The Greek tragedian Euripides wrote two versions of the Iphigenia myth which have survived for us today: the classic Iphigenia at Aulis, in which Agamemnon's youngest daughter is killed as a human sacrifice in order to placate the winds which will carry the Greek fleet to the Trojan war (a fate she accepts nobly for the greater glory of Greece), and an alternative version, Iphigenia in Tauris, where Iphigenia is not in fact killed, but spirited away at the last second by Artemis to the safety of her temple at Tauris to wait out the Trojan War in ignorance of her family's fate. It seems strange, at first, for this "safe" version to have made it into opera: but, as Iphigenia is forced to preside as priestess of Tauris' death cult, ironically carrying out multiple human sacrifices having escaped her own, and very nearly kills her own brother Orestes in the process, there's plenty for Gluck and his librettist Guillard to play with.

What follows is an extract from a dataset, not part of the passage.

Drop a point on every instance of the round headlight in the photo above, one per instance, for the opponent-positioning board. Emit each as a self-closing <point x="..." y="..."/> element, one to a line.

Above all, Gluck's reform agenda stands out proudly: his clear, elegant score can sound almost aggressively simple at times, while his streamlined structure almost pushes us out through aria and recitative into the continuous drama which Wagner would eventually make compulsory. English Touring Opera's James Conway gives us a suitably blood-spattered temple, with priestesses in nondescript blue headscarves and gory aprons, somewhere between Vermeer maidservants and butchers. The sense of threat does feel more painted on than built in to this production, particularly due to some rough overacting from Tauris' bloodthirsty king Thoas (Craig Smith, wearing what seems to be a skinned teddy bear pelisse, attacking his lines with rather more viciousness than skill), but Conway pours, splashes or drips blood across the stage with relish, keeping our minds at all times on the human slaughterhouse until the eerie apparition of Diane finally proclaims peace and ends the cycle of death (Diane is the goddess Artemis, voiced with rarefied freshness by young soprano Charlotte Pollard).
The cleverest touches are the simplest: a while sheet twisted into a corpse for a ritual burial scene, or disembodied hands grabbling out from the staging to represent the Furies. Anna Fleischle's design is a brutalist take on a classical skene, with a raised platform for occasional split stage action. At the centre, a vast oversized doorway dominates the stage: Tauris is itself a spiritual gateway, whose temple impiously mixes life and death, a place where mortality is directly in touch with the divine. Shards of glass hang like so many swords of Damocles in the centre of the doorway, a constant, delicate menace. Sensitively lit by Guy Hoare, washes of colour provide atmosphere and warmth, or chills, with flashes of white light for the storm which shipwrecks Orestes on Tauris' fatal shore.